I never meant to study the (pre-)Civil War for two years straight, it just happened.
Now that it has, I’m starting to find virtues to sustained study of one part of history. We talk of things in abstractions because we have no choice — I can say “Minnesota is nice, maybe *too* nice,” and people act like there’s a thing called Minnesota, it can be nice, it can be too nice, and that there are even “people” I’m talking to. I’m really only talking to you, but I don’t even know who you are when you read this.
History’s a crowd of voices. Frederick Douglass can only tell you what things were like in one very small region in a forgotten section of Maryland for the 1830s and 1840s, he was gone by the 1850s. Abraham Lincoln saw the slaves sold at Cheapside in Lexington in the 1840s, and those slaves weren’t sold for cotton. Benjamin Hill knew what it was like to be a rich white guy in Atlanta in 1860, but he didn’t know what it was like to be poor, not white, or not a guy — and he didn’t believe those people had a right to a voice. Harriet Jacobs could have told him all about what it was like to be an enslaved black woman, but she couldn’t tell him what Atlanta was like in 1860 — she escaped to the north ten years before, and anyway she spent most of her life in a coastal crook of North Carolina.
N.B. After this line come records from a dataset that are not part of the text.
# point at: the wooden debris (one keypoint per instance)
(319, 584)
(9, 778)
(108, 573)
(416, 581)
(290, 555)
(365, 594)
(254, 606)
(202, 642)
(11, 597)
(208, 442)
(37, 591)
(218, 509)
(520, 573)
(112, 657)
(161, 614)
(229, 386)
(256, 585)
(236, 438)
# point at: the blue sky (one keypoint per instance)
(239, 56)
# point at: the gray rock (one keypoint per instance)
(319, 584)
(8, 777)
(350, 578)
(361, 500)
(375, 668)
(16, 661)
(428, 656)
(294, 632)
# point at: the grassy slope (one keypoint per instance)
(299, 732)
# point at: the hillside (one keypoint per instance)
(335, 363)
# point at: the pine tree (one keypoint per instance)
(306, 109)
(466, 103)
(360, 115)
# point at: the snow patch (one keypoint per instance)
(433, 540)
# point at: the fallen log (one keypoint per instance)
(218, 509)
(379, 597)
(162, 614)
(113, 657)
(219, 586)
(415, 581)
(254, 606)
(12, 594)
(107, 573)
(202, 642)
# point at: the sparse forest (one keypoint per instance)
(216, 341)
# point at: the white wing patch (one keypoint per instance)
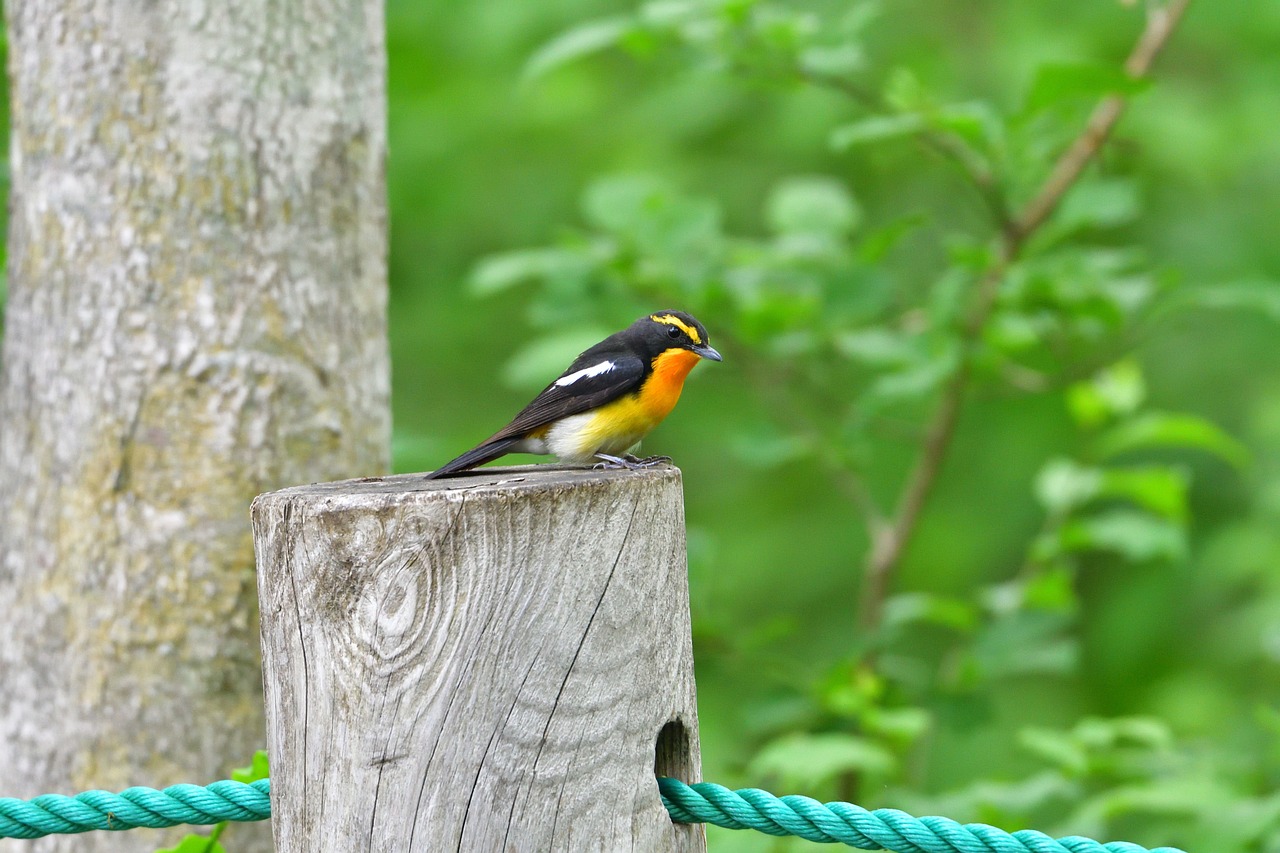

When you read enough on one subject, you begin to incorporate the voices. I don’t have to judge a book by strict standards of what happened or didn’t happen any more, because I’ve got a fairly good idea what happened and I can tell when the author doesn’t know what they’re talking about. It’s fine if they don’t know what they were talking about; that’s authentic. There were people alive in 1860 who didn’t have a clue what they were talking about either.
Benjamin Hill, I’m looking at you here.
But time has leavened it all out to one dull roar, and by consuming as many different voices as you can, you obtain a sort of chorus. It feels like it contains some truth. Maybe it does, maybe it doesn’t. But it certainly contains effort.